Evaluating an Internship Offer
posted by Kaitlyn Riley
Receiving an internship offer is often a culmination of a lot of time, effort, preparation and hard work. It’s also just an all-around awesome feeling! For these reasons, it is easy to get swept up in the elation of the moment and just say “yes!” However, now that an offer is on the table, it is important to take a step back and really think about what you are being offered and what the opportunity really means for you and your career.
That being said, before rejecting or accepting, it is perfectly fine to ask for some time to “think about it” before giving an answer. In fact, you should be doing this so you can reflect on all the stuff I’m going to talk about below!
Perhaps you have a few more interviews coming up and you want to see how they play out. Maybe you’re waiting to hear back from your dream employer. Maybe you just need to think about it. Regardless, most companies will give you anywhere from 24 hours to a week to make a decision. You will want to ask when they need to know by so that you can respect their timeline.
Points to Consider:
Consider the relevance to your career path.
Ideally, the internship should be relevant to your career path. When considering an offer (or offers), ask yourself: “How does this internship help me move closer to my ultimate goal?” If it is for senior co-op, it is especially important to find out if the company is known for hiring their interns full-time after the internship is over.
If you are not sure what you want your career path to look like yet, the internship should be in an area of interest that you would like to know more about. For example, maybe you took a Public Relations class at LIM and loved it on the academic side, but now would like to know more about how it functions in the real world. An internship is a great chance to get that first-hand experience and explore a new area of interest!
Talk to your peers.
Before accepting an offer (and even before you start interviewing), it is a good idea to talk with your peers who have worked with the company before.

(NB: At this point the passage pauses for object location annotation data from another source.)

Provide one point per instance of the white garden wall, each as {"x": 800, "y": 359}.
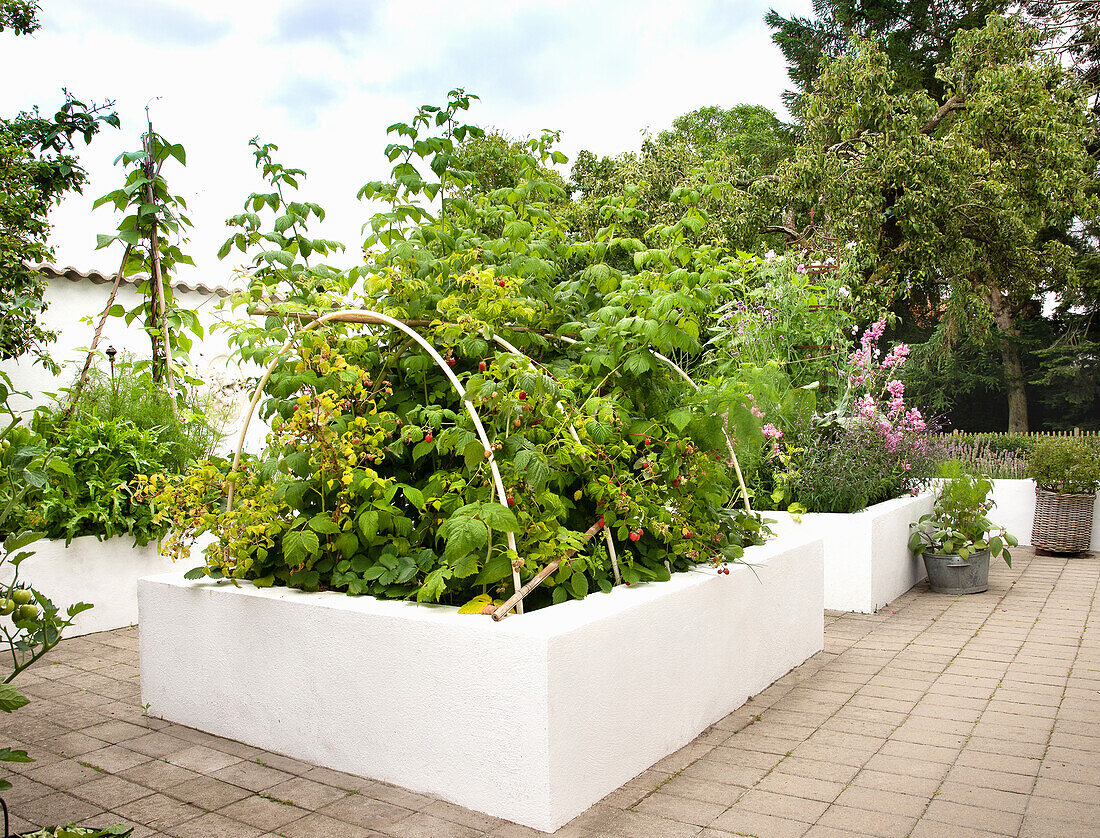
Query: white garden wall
{"x": 532, "y": 719}
{"x": 103, "y": 573}
{"x": 1015, "y": 510}
{"x": 74, "y": 296}
{"x": 867, "y": 559}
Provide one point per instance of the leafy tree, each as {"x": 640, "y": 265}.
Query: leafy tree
{"x": 961, "y": 194}
{"x": 497, "y": 161}
{"x": 749, "y": 134}
{"x": 916, "y": 35}
{"x": 1073, "y": 30}
{"x": 19, "y": 15}
{"x": 740, "y": 145}
{"x": 36, "y": 171}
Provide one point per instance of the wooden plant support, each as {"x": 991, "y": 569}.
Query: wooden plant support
{"x": 375, "y": 318}
{"x": 729, "y": 444}
{"x": 516, "y": 601}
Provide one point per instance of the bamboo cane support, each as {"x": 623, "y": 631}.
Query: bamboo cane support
{"x": 572, "y": 430}
{"x": 516, "y": 599}
{"x": 374, "y": 318}
{"x": 729, "y": 444}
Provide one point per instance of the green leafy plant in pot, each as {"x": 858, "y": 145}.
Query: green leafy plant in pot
{"x": 956, "y": 539}
{"x": 1066, "y": 471}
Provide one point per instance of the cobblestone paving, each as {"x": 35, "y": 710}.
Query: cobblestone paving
{"x": 938, "y": 717}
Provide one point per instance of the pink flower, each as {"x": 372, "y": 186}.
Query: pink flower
{"x": 872, "y": 333}
{"x": 914, "y": 420}
{"x": 866, "y": 406}
{"x": 895, "y": 356}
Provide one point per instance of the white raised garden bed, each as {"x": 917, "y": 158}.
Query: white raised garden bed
{"x": 1015, "y": 510}
{"x": 532, "y": 719}
{"x": 103, "y": 573}
{"x": 867, "y": 559}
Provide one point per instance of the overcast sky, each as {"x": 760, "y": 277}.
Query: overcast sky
{"x": 322, "y": 79}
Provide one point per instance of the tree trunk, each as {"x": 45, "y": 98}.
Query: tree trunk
{"x": 1013, "y": 364}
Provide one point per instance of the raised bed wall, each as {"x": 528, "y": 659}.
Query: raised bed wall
{"x": 868, "y": 563}
{"x": 103, "y": 573}
{"x": 532, "y": 719}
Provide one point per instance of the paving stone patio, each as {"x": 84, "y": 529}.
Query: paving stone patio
{"x": 938, "y": 717}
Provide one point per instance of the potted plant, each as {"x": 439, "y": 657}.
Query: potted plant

You might have read the job description, you might have interviewed (maybe more than once) and you did online research, but there is nothing like getting a first-hand account from someone you trust.
A peer can give you a realistic glimpse of what it is like to work as an intern at a company and may be able to touch on some things that were not covered in the interview or job description. Here are some things you might want to ask:
- Are the hours fair? Are you expected to stay late?
- What are the networking opportunities like?
- What is the workload like? Did they learn a lot? Where they given a fair amount of responsibility and opportunity to grow?
- Overall company/office culture? Positives and negatives? Challenges, if any?
Consider location and hours.
Where is the internship located? How many hours a week are you expected to work? Is it a reasonable commute from home and/or school? How much does it cost to commute? How does the commute and hours fit in with your school schedule (if taking classes)?
These are all important questions to ask yourself before accepting an offer. Maybe an hour (or more) commute is feasible if you are not taking classes, but consider how that would affect your school work and overall work-life balance.
Rejecting an Offer
Rejecting an offer probably isn’t anyone’s favorite thing to do, but it is a scenario that most people will probably encounter at one point or another. The first thing to remember in this circumstance is that the fashion industry is a small world and you never know how or when paths will cross again down the line, so you always want to act with the highest level of professionalism no matter what.
This means expressing gratitude for their time and for the opportunity and providing a response within the agreed upon timeline. Depending on the scenario, you will want to use your best judgment in deciding how you are going to tell them. Depending on the person or the company, you may feel a phone call is more appropriate, but there are times when an email makes more sense. Again, use your best judgment and go with your gut.
Rescinding an Offer
I’ll start off by saying that rescinding an offer after you have already accepted is generally a “no-no” and should be avoided. It is also important to note that after accepting an offer, you should STOP applying and STOP interviewing.
By accepting, you have made a commitment to that employer and should not continue to seek out other opportunities. If you accept an offer, and another offer comes your way that you decide you want more, it is usually in your best interest to keep your commitment to the accepted internship.
Not only is rescinding disrespectful to the employer, but it does not bode well for your reputation. Remember that thing I said about fashion being a small world? That is true in this instance too and rescinding can come back to haunt you! If you find yourself in a situation where you must rescind, you should always reach out to the EECM Department first, so we can help you assess your options and navigate the process.